Meclis Soruşturma Komisyonu'nun üyesi Aksünger, cezaevinde görüştükleri eski emniyetci Yakub Saygılı'nın "Çamlıca ve Mimar Sinan'ın 'haraç' parasıyla yaplıldığı için cenazemi o camilerden kıldırmayın" diye vasiyeti olduğunu söyledi.
İşte Cumhuriyet Gazetesi'nden Ayşe Sayın'ın Meclis Soruşturma Komisyonu üyesi Erdal Aksünger ile yaptığı röportajın o bölümü:
Şimdi Yakub Saygılı, baktığımda iyi yetişmiş, müthiş, yabancı dillere hâkim, Amerika’da eğitim görmüş, dünyanın her yerinde eğitimler vermiş ve iddiası tabii, “Ben paralel yapıysam kendimi asarım” diyor. Hatta çok daha ileri gitti. Bu Mimar Sinan Camii ve Çamlıca Camii ile ilgili söyledikleri var ki biri beni çok etkiledi: “Ben Paralelciysem eğer beni asın, ama karıma da söyledim; bu camilerin kimlerin paralarıyla yapıldığını bildiğim için, eğer ölürsem, benim cenazemi bu camilerden kaldırma ihtimalini de kaldırın” diyor. Adam, çünkü “ben görevimi yaptım” diyor. “Ne yabilirdim ki, bir bu soruşturmaya başlamamış olsaydım, beni yargıladıklarında ne söyleyebilirdim ki. Bana öğretileni yaptım ben, ailemden bunu öğrendim” diyor.
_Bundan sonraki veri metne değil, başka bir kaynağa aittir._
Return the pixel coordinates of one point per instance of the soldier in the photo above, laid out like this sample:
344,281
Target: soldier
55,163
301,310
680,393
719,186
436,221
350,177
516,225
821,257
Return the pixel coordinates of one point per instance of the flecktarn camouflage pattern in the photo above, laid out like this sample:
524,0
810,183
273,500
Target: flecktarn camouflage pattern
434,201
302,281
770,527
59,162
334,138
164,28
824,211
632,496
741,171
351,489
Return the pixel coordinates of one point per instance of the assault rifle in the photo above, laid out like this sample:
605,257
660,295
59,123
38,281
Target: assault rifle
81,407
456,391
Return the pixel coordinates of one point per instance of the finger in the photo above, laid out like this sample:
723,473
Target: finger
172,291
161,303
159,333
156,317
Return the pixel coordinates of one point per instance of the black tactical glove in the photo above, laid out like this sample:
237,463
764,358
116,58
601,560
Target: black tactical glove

Cami meselesi çok derin bir mesele. Tüm ihalelerden, zorla alınan bağışlarla yaptırılan veya oraya para götürüp verenlerin parasıyla yapılmış. O paraların “günah paralar” olduğunu düşünen bir adam var karşımızda. Herkesten alınan “haraç” paralarla yapıldı, diyor. Bizim söylemlerimize benzer şeyler söylüyor. Ama özel yaşantısındaki inancı nedir, bilmiyorum, tanımıyorum. 2011’de göreve gelmiş, 2012’de başlamış soruşturmaya. “Bize Emniyet İstihbarat gönderdi bazı bilgileri” diyor. MİT’in raporları da var, MASAK raporları var.